The SBA has many products that cater to a wide range of borrowers. For example, I specialize in the SBA 7(a) loan program, a partially government-guaranteed loan program which allows participating lenders to assume more risk than they would by originating conventional bank financing. With this product, we can accomplish lower down payments, longer repayment terms, and easier qualifying criteria than conventional bank financing, because our repayment risk is reduced by the partial government guaranty.
But not every SBA lender is equal and lending criteria varies by institution. How do you know if the broker in your transaction is going to find an SBA lender who will approve your financing? Is the broker’s recommendation the best one for you to follow? The answer is, “It depends.” Lenders who specialize in SBA loans will be most familiar with the various products and their strengths and weaknesses, so they will be more adept at pre-qualifying you and placing you in the product that best meets your needs and financial profile.
Working directly with an experienced SBA lender can speed up the application and approval process.

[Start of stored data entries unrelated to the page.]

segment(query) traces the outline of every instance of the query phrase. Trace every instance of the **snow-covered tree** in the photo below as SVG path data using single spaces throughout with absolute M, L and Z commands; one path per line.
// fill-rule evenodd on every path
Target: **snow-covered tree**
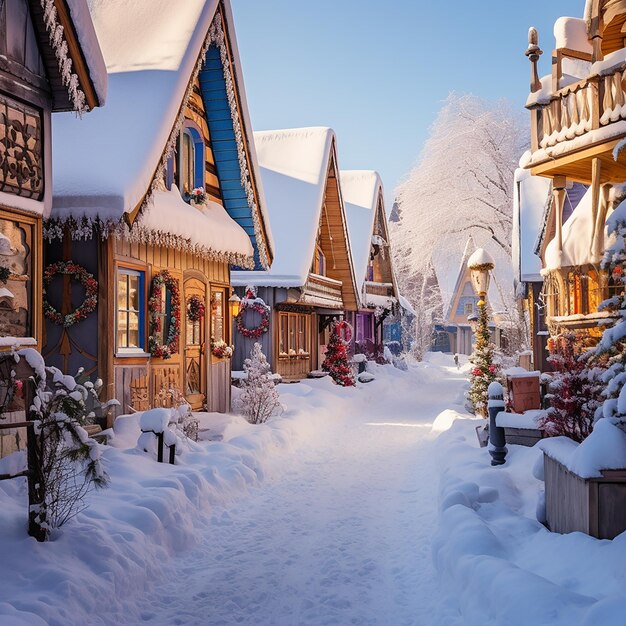
M 262 424 L 281 408 L 280 396 L 271 377 L 271 368 L 260 343 L 255 343 L 250 358 L 243 362 L 246 376 L 241 381 L 241 408 L 251 424 Z
M 615 243 L 605 252 L 603 266 L 611 272 L 615 284 L 621 285 L 621 293 L 605 300 L 600 310 L 615 313 L 613 325 L 602 334 L 595 348 L 594 359 L 604 356 L 608 368 L 602 380 L 605 389 L 604 402 L 597 417 L 612 419 L 626 430 L 626 202 L 622 202 L 607 220 L 609 235 L 615 235 Z
M 421 360 L 433 344 L 435 325 L 443 321 L 441 293 L 432 266 L 425 274 L 415 274 L 411 279 L 416 294 L 415 319 L 410 329 L 412 354 Z
M 400 289 L 414 308 L 415 278 L 456 262 L 469 235 L 496 261 L 510 259 L 513 174 L 527 137 L 504 100 L 453 93 L 445 101 L 390 217 Z
M 498 378 L 498 366 L 494 363 L 495 346 L 489 335 L 489 317 L 487 303 L 478 302 L 478 329 L 476 330 L 476 344 L 470 356 L 470 363 L 474 366 L 470 372 L 470 388 L 467 399 L 476 415 L 487 417 L 487 392 L 489 385 Z
M 546 399 L 550 408 L 540 426 L 550 436 L 564 435 L 583 441 L 593 430 L 595 413 L 602 404 L 603 360 L 590 363 L 589 337 L 567 333 L 549 340 L 552 366 Z
M 339 324 L 339 322 L 333 322 L 322 369 L 328 372 L 338 385 L 353 387 L 356 383 L 348 362 L 348 344 L 339 333 Z

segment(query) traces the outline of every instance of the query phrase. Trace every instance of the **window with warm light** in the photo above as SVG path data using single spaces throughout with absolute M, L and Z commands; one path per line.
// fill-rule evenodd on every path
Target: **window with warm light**
M 116 349 L 121 353 L 143 352 L 144 273 L 118 268 L 116 288 Z

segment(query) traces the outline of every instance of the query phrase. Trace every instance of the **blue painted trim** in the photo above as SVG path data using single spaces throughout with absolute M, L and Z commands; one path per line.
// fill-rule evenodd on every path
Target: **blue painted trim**
M 260 270 L 262 267 L 254 233 L 254 216 L 241 184 L 237 142 L 228 105 L 224 70 L 220 52 L 215 46 L 211 46 L 207 52 L 199 81 L 224 208 L 250 237 L 254 248 L 254 269 Z

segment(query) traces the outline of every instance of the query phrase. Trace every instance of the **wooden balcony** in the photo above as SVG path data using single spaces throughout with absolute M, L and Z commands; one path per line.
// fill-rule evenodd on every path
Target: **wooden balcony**
M 330 309 L 343 308 L 340 280 L 309 274 L 300 302 Z
M 365 293 L 371 296 L 383 296 L 393 298 L 393 285 L 391 283 L 365 282 Z
M 626 180 L 626 151 L 617 160 L 613 155 L 626 137 L 626 62 L 616 63 L 549 97 L 531 94 L 532 156 L 526 167 L 533 174 L 590 184 L 592 161 L 598 159 L 603 183 Z

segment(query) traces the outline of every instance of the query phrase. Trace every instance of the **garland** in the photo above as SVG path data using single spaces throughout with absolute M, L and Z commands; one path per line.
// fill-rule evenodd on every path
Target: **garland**
M 225 357 L 230 358 L 233 355 L 233 349 L 223 339 L 215 341 L 215 339 L 211 337 L 211 354 L 219 359 Z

Government guidelines are always changing, but as an SBA specialist they’ll be on top of recent changes and new product guidelines for a smoother application process. If time is a factor, you’ll also want to choose an SBA Preferred Lender as they can complete the entire process in house without having to send your application to the SBA for approval.
How do You Find the Right SBA Lender?
If you’re a small business owner seeking funding for a new project, you do not need a broker to find a suitable Houston SBA lender. Any SBA loan expert, like myself, will be happy to refer you to a trusted and experienced lender in your area. The SBA also has excellent resources online. Check with your local district SBA office, and with your local SBA lending trade organization, for recommendations of accommodating SBA lenders for your particular loan request. You can find your local district SBA office at www.sba.gov
If You Do Choose to Work with a Broker
If you do choose to go through a broker, make sure it’s one that specializes in your industry. The best SBA lender recommendations come from real estate brokers, business brokers, and loan brokers who are very experienced with transactions involving the industry represented by their small business client. Having had other clients who successfully achieved SBA financing for similar businesses in that industry is an indication that the broker knows from his own experiences which SBA lenders have been most accommodating in the business owner’s market.
Also, having successful experiences placing the financing for their clients, these brokers are in a position to help the applicant gather all the information necessary to make the transaction successful. The broker is motivated to get the deal done as quickly as possible, because he will be earning his sales commission and loan referral fee. If you are using the SBA guaranteed loan program, make sure the lender pays your loan referral fee. The borrower should not have to pay the broker’s loan referral fee, because there are lenders in the SBA 7(a) government-guaranteed loan program who will pay the broker’s loan referral fee for you. If the broker is experienced with transactions like yours, he is not likely to refer you to a SBA lender that does not have a strong appetite for your business.